The Anchorage School District (ASD) manages all public schools within the Municipality of Anchorage in the U.S. state of Alaska. It is the 107th largest school district in the United States, serving over 45,000 students in more than 90 schools.

Operations
The district includes all of Anchorage municipality.

District superintendent Carol Comeau, appointed in December 2000,  retired June 30, 2012. She was succeeded by Jim Browder. After eight months, Jim Browder resigned and was replaced by Ed Graff; later in 2015 Ed Graff was replaced by Deena Bishop (formerly Deena Paramo), previously the Superintendent of Matsu Valley School District. Bishop resigned at the end of the 2022 school term and was replaced by Jharrett Bryantt.

Demographics
In the 2018-2019 school year, the Anchorage School District enrolled approximately 46,695 students. In terms of race and ethnicity, the Anchorage School District is considered a minority-majority district, meaning the minority groups make up the majority of the district's population. Non-white students make up roughly 58 percent of the school district's student body.

Composition:

The district served approximately 8,600 students with special needs who were eligible for special education services in 2008-09. Also that year, the district's English Language Learner program for students with limited English Proficiency served 5,808 students and the Gifted program assisted 3,563 students.

Instruction
In 2008-09, the district's graduation rate was 70.48 percent. It has increased nearly 11 percentage points since the 2004-05 school year. The dropout rate for ASD students is 3.43 percent, a figure that has been cut nearly in half since the 2004-05 school year.

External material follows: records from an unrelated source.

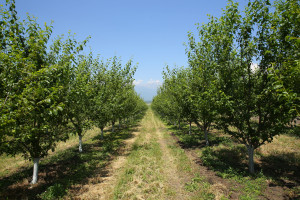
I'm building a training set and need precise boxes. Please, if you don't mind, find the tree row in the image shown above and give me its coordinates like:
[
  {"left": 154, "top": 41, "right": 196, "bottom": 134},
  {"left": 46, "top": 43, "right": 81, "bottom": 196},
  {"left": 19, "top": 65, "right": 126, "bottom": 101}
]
[
  {"left": 0, "top": 1, "right": 147, "bottom": 184},
  {"left": 152, "top": 0, "right": 300, "bottom": 173}
]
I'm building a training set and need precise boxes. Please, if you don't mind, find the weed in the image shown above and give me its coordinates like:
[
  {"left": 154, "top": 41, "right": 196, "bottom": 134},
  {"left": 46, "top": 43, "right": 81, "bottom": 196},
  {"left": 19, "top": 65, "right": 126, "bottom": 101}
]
[{"left": 38, "top": 184, "right": 68, "bottom": 200}]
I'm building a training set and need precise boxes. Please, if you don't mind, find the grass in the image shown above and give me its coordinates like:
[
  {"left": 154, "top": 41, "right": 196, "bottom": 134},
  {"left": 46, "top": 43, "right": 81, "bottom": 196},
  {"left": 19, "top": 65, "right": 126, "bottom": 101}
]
[
  {"left": 0, "top": 124, "right": 139, "bottom": 199},
  {"left": 169, "top": 119, "right": 300, "bottom": 199},
  {"left": 113, "top": 112, "right": 169, "bottom": 199}
]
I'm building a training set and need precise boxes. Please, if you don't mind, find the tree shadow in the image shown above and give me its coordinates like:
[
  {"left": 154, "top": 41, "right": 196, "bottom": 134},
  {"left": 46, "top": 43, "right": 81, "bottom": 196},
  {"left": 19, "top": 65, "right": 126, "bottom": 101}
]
[
  {"left": 201, "top": 145, "right": 248, "bottom": 178},
  {"left": 259, "top": 152, "right": 300, "bottom": 188},
  {"left": 0, "top": 125, "right": 137, "bottom": 199}
]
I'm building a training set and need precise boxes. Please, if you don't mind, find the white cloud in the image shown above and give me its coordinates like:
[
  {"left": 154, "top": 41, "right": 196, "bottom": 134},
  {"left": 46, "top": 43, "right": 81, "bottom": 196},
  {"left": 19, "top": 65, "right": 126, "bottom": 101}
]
[
  {"left": 133, "top": 80, "right": 143, "bottom": 85},
  {"left": 147, "top": 79, "right": 161, "bottom": 86},
  {"left": 133, "top": 79, "right": 162, "bottom": 89}
]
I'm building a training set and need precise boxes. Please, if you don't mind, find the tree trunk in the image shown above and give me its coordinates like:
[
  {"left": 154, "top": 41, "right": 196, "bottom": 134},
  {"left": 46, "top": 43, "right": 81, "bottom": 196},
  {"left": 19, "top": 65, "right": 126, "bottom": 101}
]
[
  {"left": 204, "top": 129, "right": 209, "bottom": 146},
  {"left": 31, "top": 158, "right": 40, "bottom": 184},
  {"left": 101, "top": 128, "right": 103, "bottom": 140},
  {"left": 111, "top": 122, "right": 115, "bottom": 132},
  {"left": 78, "top": 134, "right": 82, "bottom": 153},
  {"left": 246, "top": 145, "right": 254, "bottom": 174}
]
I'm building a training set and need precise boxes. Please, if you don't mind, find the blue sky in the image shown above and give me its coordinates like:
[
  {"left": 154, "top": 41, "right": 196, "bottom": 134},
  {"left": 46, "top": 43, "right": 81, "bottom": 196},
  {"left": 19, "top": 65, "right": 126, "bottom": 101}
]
[{"left": 14, "top": 0, "right": 248, "bottom": 100}]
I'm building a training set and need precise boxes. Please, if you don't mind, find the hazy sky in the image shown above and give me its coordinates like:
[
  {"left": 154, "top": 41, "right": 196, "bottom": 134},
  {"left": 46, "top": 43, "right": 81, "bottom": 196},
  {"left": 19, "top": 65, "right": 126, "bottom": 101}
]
[{"left": 14, "top": 0, "right": 248, "bottom": 100}]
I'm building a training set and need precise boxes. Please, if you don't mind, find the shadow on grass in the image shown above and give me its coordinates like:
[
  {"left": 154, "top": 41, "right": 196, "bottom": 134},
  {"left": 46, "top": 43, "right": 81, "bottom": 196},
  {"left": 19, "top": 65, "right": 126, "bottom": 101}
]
[
  {"left": 201, "top": 145, "right": 248, "bottom": 178},
  {"left": 260, "top": 153, "right": 300, "bottom": 188},
  {"left": 0, "top": 125, "right": 137, "bottom": 199}
]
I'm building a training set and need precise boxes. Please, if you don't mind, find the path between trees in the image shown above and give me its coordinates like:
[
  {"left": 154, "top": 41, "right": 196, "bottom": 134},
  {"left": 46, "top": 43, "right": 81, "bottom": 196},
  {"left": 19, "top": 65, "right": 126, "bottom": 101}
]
[
  {"left": 73, "top": 109, "right": 192, "bottom": 199},
  {"left": 65, "top": 109, "right": 283, "bottom": 200}
]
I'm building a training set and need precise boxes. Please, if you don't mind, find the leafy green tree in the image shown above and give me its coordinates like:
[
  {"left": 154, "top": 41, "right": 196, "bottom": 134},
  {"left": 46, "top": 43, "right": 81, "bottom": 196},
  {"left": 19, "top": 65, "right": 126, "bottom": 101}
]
[
  {"left": 0, "top": 1, "right": 86, "bottom": 184},
  {"left": 67, "top": 54, "right": 93, "bottom": 152},
  {"left": 214, "top": 1, "right": 299, "bottom": 173}
]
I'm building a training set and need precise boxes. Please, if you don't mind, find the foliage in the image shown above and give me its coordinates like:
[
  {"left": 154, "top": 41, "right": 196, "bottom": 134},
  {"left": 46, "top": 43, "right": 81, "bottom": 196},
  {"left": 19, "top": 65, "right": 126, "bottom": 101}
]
[{"left": 152, "top": 0, "right": 300, "bottom": 173}]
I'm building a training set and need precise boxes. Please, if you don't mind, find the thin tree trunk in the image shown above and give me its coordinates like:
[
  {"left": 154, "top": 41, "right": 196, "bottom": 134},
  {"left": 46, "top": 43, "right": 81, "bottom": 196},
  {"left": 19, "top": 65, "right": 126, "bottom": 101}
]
[
  {"left": 101, "top": 128, "right": 103, "bottom": 140},
  {"left": 78, "top": 134, "right": 82, "bottom": 153},
  {"left": 204, "top": 129, "right": 209, "bottom": 146},
  {"left": 246, "top": 145, "right": 254, "bottom": 174},
  {"left": 111, "top": 122, "right": 115, "bottom": 132},
  {"left": 31, "top": 158, "right": 40, "bottom": 184}
]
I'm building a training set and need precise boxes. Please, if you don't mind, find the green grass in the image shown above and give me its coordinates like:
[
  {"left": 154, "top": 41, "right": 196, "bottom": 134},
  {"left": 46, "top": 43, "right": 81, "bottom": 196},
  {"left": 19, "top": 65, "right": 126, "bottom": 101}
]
[
  {"left": 113, "top": 113, "right": 168, "bottom": 199},
  {"left": 0, "top": 126, "right": 138, "bottom": 199}
]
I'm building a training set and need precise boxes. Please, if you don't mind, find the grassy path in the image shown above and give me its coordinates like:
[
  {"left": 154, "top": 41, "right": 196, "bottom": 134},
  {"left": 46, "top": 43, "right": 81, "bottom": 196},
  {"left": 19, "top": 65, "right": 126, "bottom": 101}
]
[
  {"left": 0, "top": 109, "right": 300, "bottom": 200},
  {"left": 77, "top": 109, "right": 212, "bottom": 200}
]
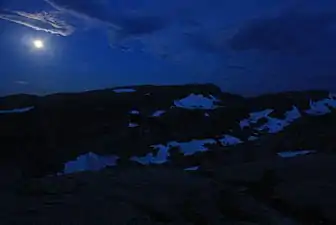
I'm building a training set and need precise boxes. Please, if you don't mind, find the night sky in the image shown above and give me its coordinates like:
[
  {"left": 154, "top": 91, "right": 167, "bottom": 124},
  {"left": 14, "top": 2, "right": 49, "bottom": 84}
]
[{"left": 0, "top": 0, "right": 336, "bottom": 95}]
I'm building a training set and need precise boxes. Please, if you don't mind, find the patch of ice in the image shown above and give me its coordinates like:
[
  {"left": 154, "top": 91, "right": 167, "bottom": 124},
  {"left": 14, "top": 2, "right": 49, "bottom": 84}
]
[
  {"left": 252, "top": 106, "right": 301, "bottom": 133},
  {"left": 174, "top": 94, "right": 220, "bottom": 109},
  {"left": 285, "top": 106, "right": 302, "bottom": 122},
  {"left": 168, "top": 139, "right": 216, "bottom": 155},
  {"left": 0, "top": 106, "right": 34, "bottom": 114},
  {"left": 219, "top": 135, "right": 243, "bottom": 145},
  {"left": 277, "top": 150, "right": 316, "bottom": 158},
  {"left": 257, "top": 117, "right": 289, "bottom": 134},
  {"left": 130, "top": 145, "right": 170, "bottom": 165},
  {"left": 152, "top": 110, "right": 166, "bottom": 117},
  {"left": 113, "top": 88, "right": 136, "bottom": 93},
  {"left": 247, "top": 136, "right": 258, "bottom": 141},
  {"left": 63, "top": 152, "right": 119, "bottom": 174},
  {"left": 305, "top": 94, "right": 336, "bottom": 116},
  {"left": 129, "top": 110, "right": 140, "bottom": 115},
  {"left": 239, "top": 109, "right": 274, "bottom": 129},
  {"left": 128, "top": 123, "right": 139, "bottom": 128},
  {"left": 184, "top": 166, "right": 199, "bottom": 171}
]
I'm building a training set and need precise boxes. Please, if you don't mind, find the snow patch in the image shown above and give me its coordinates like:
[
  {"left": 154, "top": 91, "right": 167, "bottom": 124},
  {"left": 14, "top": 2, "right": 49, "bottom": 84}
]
[
  {"left": 240, "top": 109, "right": 274, "bottom": 129},
  {"left": 219, "top": 135, "right": 243, "bottom": 145},
  {"left": 63, "top": 152, "right": 119, "bottom": 174},
  {"left": 113, "top": 88, "right": 136, "bottom": 93},
  {"left": 305, "top": 94, "right": 336, "bottom": 116},
  {"left": 152, "top": 110, "right": 166, "bottom": 117},
  {"left": 128, "top": 123, "right": 139, "bottom": 128},
  {"left": 184, "top": 166, "right": 199, "bottom": 171},
  {"left": 174, "top": 94, "right": 220, "bottom": 109},
  {"left": 168, "top": 139, "right": 216, "bottom": 155},
  {"left": 135, "top": 135, "right": 242, "bottom": 165},
  {"left": 130, "top": 145, "right": 170, "bottom": 165},
  {"left": 0, "top": 106, "right": 34, "bottom": 114},
  {"left": 129, "top": 110, "right": 140, "bottom": 115},
  {"left": 277, "top": 150, "right": 316, "bottom": 158},
  {"left": 247, "top": 136, "right": 258, "bottom": 141}
]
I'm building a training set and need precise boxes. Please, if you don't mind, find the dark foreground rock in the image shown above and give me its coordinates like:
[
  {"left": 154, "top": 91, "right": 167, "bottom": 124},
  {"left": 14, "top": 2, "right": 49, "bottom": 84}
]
[{"left": 0, "top": 154, "right": 336, "bottom": 225}]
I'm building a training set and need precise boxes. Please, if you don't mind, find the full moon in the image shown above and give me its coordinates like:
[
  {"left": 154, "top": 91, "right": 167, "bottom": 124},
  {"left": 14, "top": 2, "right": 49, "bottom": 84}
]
[{"left": 33, "top": 39, "right": 44, "bottom": 49}]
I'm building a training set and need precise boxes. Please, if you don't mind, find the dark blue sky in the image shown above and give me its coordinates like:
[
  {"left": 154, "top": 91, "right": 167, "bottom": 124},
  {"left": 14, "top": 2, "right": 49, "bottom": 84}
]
[{"left": 0, "top": 0, "right": 336, "bottom": 95}]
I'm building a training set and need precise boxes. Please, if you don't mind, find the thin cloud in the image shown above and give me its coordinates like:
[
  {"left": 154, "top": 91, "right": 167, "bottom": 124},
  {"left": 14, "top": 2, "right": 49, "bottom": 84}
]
[
  {"left": 44, "top": 0, "right": 167, "bottom": 38},
  {"left": 0, "top": 11, "right": 74, "bottom": 36},
  {"left": 228, "top": 13, "right": 336, "bottom": 54}
]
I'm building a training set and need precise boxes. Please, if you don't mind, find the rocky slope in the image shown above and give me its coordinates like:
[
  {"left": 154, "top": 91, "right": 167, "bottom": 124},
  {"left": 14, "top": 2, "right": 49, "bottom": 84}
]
[{"left": 0, "top": 85, "right": 336, "bottom": 224}]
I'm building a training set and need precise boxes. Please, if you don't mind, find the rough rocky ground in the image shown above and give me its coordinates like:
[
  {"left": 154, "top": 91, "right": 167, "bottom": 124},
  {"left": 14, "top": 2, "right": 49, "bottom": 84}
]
[
  {"left": 0, "top": 85, "right": 336, "bottom": 225},
  {"left": 0, "top": 154, "right": 336, "bottom": 225}
]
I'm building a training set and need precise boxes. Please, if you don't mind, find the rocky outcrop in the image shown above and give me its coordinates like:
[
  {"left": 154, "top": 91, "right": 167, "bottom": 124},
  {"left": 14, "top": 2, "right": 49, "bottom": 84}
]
[
  {"left": 0, "top": 85, "right": 336, "bottom": 225},
  {"left": 0, "top": 85, "right": 336, "bottom": 176}
]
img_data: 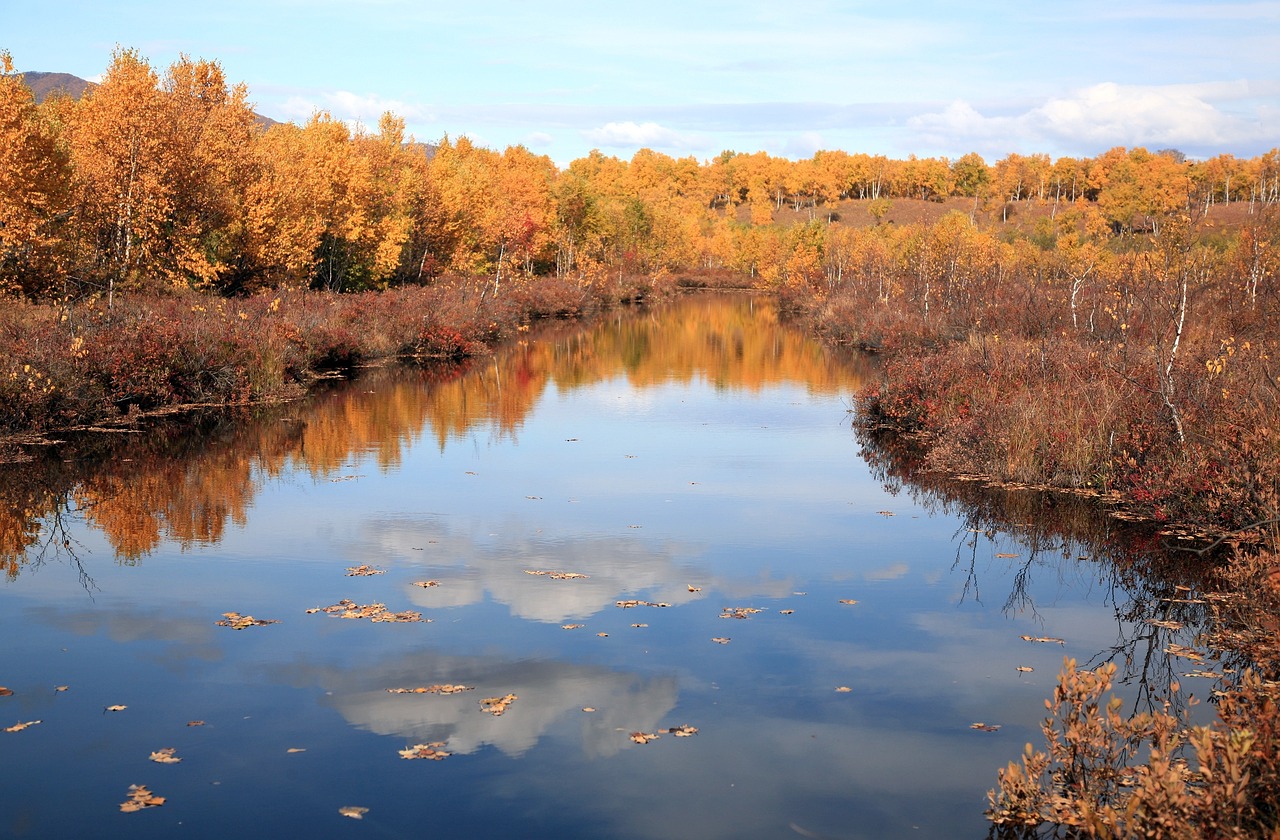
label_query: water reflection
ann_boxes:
[0,295,870,579]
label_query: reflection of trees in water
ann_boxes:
[858,429,1212,709]
[0,295,868,578]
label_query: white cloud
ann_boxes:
[908,81,1277,154]
[582,120,696,149]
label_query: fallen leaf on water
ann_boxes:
[480,694,520,717]
[307,598,431,624]
[4,721,40,732]
[347,563,387,578]
[1165,644,1204,662]
[387,683,474,694]
[214,612,280,630]
[1018,636,1066,644]
[120,785,164,813]
[399,741,449,761]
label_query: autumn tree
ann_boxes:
[0,53,68,296]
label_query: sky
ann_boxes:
[0,0,1280,166]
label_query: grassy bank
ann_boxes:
[0,272,657,450]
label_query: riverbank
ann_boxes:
[0,278,660,458]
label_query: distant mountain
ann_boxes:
[19,70,279,128]
[22,72,93,102]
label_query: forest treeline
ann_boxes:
[0,50,1280,300]
[0,50,1280,837]
[0,50,1280,530]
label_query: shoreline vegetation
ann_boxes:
[0,50,1280,837]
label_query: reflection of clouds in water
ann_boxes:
[282,653,677,758]
[347,519,792,622]
[863,563,911,580]
[516,700,1016,840]
[27,606,223,670]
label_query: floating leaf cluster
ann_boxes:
[628,723,698,744]
[480,694,520,717]
[4,721,41,732]
[347,563,387,578]
[399,741,452,761]
[214,612,280,630]
[120,785,164,813]
[307,598,430,622]
[387,684,475,694]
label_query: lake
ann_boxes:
[0,295,1210,840]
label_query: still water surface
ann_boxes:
[0,296,1198,840]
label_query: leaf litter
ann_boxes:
[307,598,431,624]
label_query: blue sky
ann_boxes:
[10,0,1280,165]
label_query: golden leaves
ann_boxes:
[347,563,387,578]
[214,612,280,630]
[628,723,698,744]
[307,598,431,622]
[4,721,42,732]
[120,785,164,813]
[399,741,452,761]
[387,683,475,694]
[1018,635,1066,644]
[480,694,520,717]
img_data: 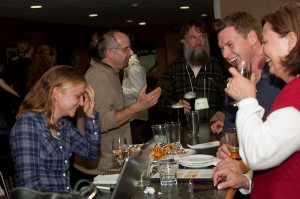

In 2009-10, ASD had 48 teachers certified by the National Board for Professional Teaching Standards. National board certification is voluntary and involves a rigorous performance-based assessment that takes one to three years for a successful candidate to achieve. The certification complements, but does not replace a state's teacher certificate. It is valid for 10 years and establishes the teacher as “highly qualified” and a “master” teacher in the eyes of the district and state.

In 2009-10, 99 percent of new teachers were highly qualified. The remaining 1 percent were unable to prove their HQT status and were terminated. As of May 1, 2010, the state HQT reports 95.4 percent of ASD teachers had an HQT designation in the content area they were teaching. To put this into perspective almost six years after the State adopted regulations mandating that urban District's limit instruction in core classes to HQ teachers, ASD is still out of compliance, while HQ requirements can be via Praxis examinations.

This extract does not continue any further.